Holmes v. Winter

Smith, J.

(dissenting). I agree with the majority that New York’s Shield Law reflects a strong public policy of the state to protect confidential sources, and that that policy would justify, in a proper case, a refusal to issue a subpoena under the Uniform Act to Secure the Attendance of Witnesses from *321Without a State in Criminal Proceedings. I do not think this is a proper case, however, because the allegedly privileged communications took place wholly in Colorado, and the New York Shield Law does not apply to them.

While the record does not say where Jana Winter was when she spoke to her Colorado law enforcement sources, her brief in this Court concedes that she was in Colorado. (Even without that concession, we would not assume otherwise from a silent record; it is Winter’s burden to establish the existence of a privilege.) The majority holds the Colorado location of the communications to be irrelevant, apparently on the ground that Winter’s office is located in New York. The majority is holding, in substance, that a New York reporter takes the protection of New York’s Shield Law with her when she travels—presumably, anywhere in the world. This seems to me an excessive expansion of New York’s jurisdiction, one that is unlikely to be honored by other states or countries or to attain the predictability that the majority says is its goal.

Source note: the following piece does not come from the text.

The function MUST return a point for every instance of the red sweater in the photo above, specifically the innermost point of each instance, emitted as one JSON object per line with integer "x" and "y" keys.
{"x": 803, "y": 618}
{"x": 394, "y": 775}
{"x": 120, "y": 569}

According to the Restatement (Second) of Conflict of Laws (Restatement), the question of whether a particular communication is privileged should be decided either by the “law of the forum” or the “law of the state which has the most significant relationship with the communication” (Restatement § 139). Here, under the Restatement rule, there is no conflict to resolve, because Colorado is both the forum—i.e., the location of the proceeding in which a party seeks to offer an allegedly privileged communication in evidence—and the state with the most significant relationship. A comment to the Restatement says that, “[t]he state which has the most significant relationship with a communication will usually be the state where the communication took place” (Restatement § 139, Comment e), and I see no reason why this case should be an exception.

I am therefore unpersuaded by the majority’s claim that Winter “was entitled to rely on” the absolute protection of the New York Shield Law (majority op at 316). Another Restatement comment (§ 139, Comment c) says that “if [the parties to the communication] relied on any law at all, they would have relied on the local law of the state of most significant relationship.” Winter chose to leave New York, fly to Colorado, and have conversations in Colorado with her sources. She and her sources could reasonably expect the question of whether their communications were privileged to be governed by Colorado law, just as it would be if Winter were a New York lawyer who *322had flown out to meet a Colorado client, or a wife who went to Colorado to talk to her husband.

The majority makes the superficially appealing argument that New York journalists and their sources cannot safely assume that their conversations will be confidential unless the New York Shield Law follows the journalist everywhere (majority op at 316-317). It is true that the universal application of New York law would enhance certainty—but that is a result that New York courts do not have the power to achieve. The majority says: “New York journalists should not have to consult the law in the jurisdiction where a source is located ... in order to determine whether they can issue a binding promise of confidentiality” (majority op at 317)—but they will always have to do that, despite today’s decision, because they cannot be assured that New York courts will decide every case. If Winter had been subpoenaed when she was in Colorado—or if she were to be subpoenaed at some later date, when she travels to Colorado again—no New York court would be involved, and if a Colorado court chose to enforce the subpoena she would have to choose between disclosing her sources and committing contempt. There is nothing the New York courts can do about that.

The simple fact that no one jurisdiction can rule the world is the reason conflict of laws rules exist. The majority’s choice to ignore those rules in this case seems to me unjustified, and unlikely to produce either harmony among judicial systems or predictable results in cases that involve a claim of journalist-source privilege.

Chief Judge Lippman and Judges Rivera and Abdus-Salaam concur with Judge Graffeo; Judge Smith dissents and votes to affirm in an opinion in which Judge Pigott concurs; Judge Read dissents and votes to affirm for the reasons stated in the opinion by Justice Darcel D. Clark at the Appellate Division (110 AD3d 134).

Order reversed, without costs, and petition dismissed.